On December 20th, the Museum of Fine Arts, Boston will welcome legendary folk singer Odetta for a celebration of the holidays with selections from her most recent release Gonna Let it Shine: a Concert for the Holidays. The album, recorded in front of an audience at New York’s Fordham University, features 15 songs, including “This Little Light of Mine,” “Rise up Shepherd,” “Mary Had a Baby,” “What Month Was Jesus Born In?,” “Shout for Joy,” and “Virgin Mary Had One Son.”
An inspiration to the likes of Bob Dylan and Janis Joplin, Odetta’s influence is ubiquitous throughout the folk genre. Born in Alabama, she trained for a classical career in opera until a visit to a San Francisco coffeehouse piqued her interested in folk. Years later, she’s recorded over 27 albums, made numerous Carnegie Hall appearances, and received the Presidential Medal of Arts.

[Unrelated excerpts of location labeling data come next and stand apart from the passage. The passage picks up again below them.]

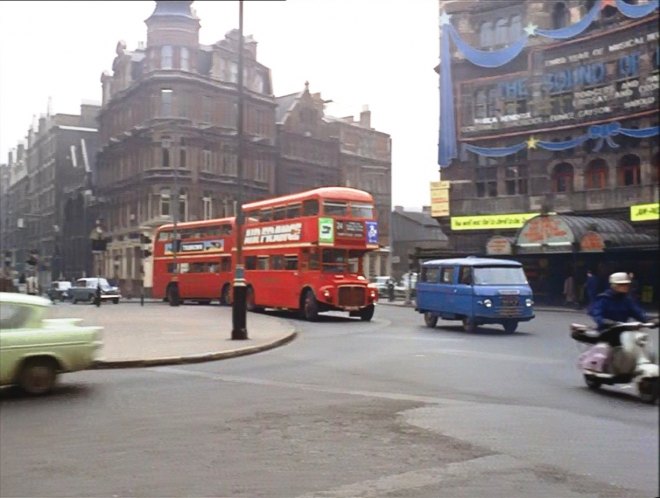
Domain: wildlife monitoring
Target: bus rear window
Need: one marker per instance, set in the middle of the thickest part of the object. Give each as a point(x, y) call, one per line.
point(335, 208)
point(362, 210)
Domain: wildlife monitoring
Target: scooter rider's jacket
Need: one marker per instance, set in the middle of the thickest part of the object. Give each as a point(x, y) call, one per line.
point(617, 307)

Despite the new album’s religious nuances, producer Mark Carpentieri says that the songs are universally meaningful. “The music is uplifting, but one doesn’t have to be religious to enjoy and appreciate it. It’s just the beautiful spirituality that the holidays are really about.” And as Odetta puts it, “These songs come out of difficult times, and since the difficult times haven’t been fixed, the songs are still here for us.”

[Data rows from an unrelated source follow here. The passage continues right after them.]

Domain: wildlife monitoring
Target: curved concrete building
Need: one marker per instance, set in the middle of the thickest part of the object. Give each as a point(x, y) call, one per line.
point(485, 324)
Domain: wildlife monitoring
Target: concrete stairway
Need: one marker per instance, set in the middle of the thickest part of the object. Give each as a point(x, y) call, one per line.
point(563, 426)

The album also represents Odetta’s continued dedication to social justice. The politically charged “Freedom Trilogy” is comprised of “Oh Freedom,” “Come and Go with Me,” and “I’m On My Way,” songs inherent to the Civil Rights movement. When asked about the roots of her awareness, she refers to her hero, activist Paul Robeson. Odetta says, “He taught me that it’s not only possible but necessary to be responsible to our brothers and sisters throughout the world.”
Odetta says she focuses in concert on fostering a relationship with her audience based on the human connection. “Doing a live album has more vitality. Human beings have language skills other than just verbal: we read each other. When performing, there is true communication. I get energy from the audience, and they get energy from me. We are really doing the concert together, which is very different from a dry studio where it’s just you and a microphone.”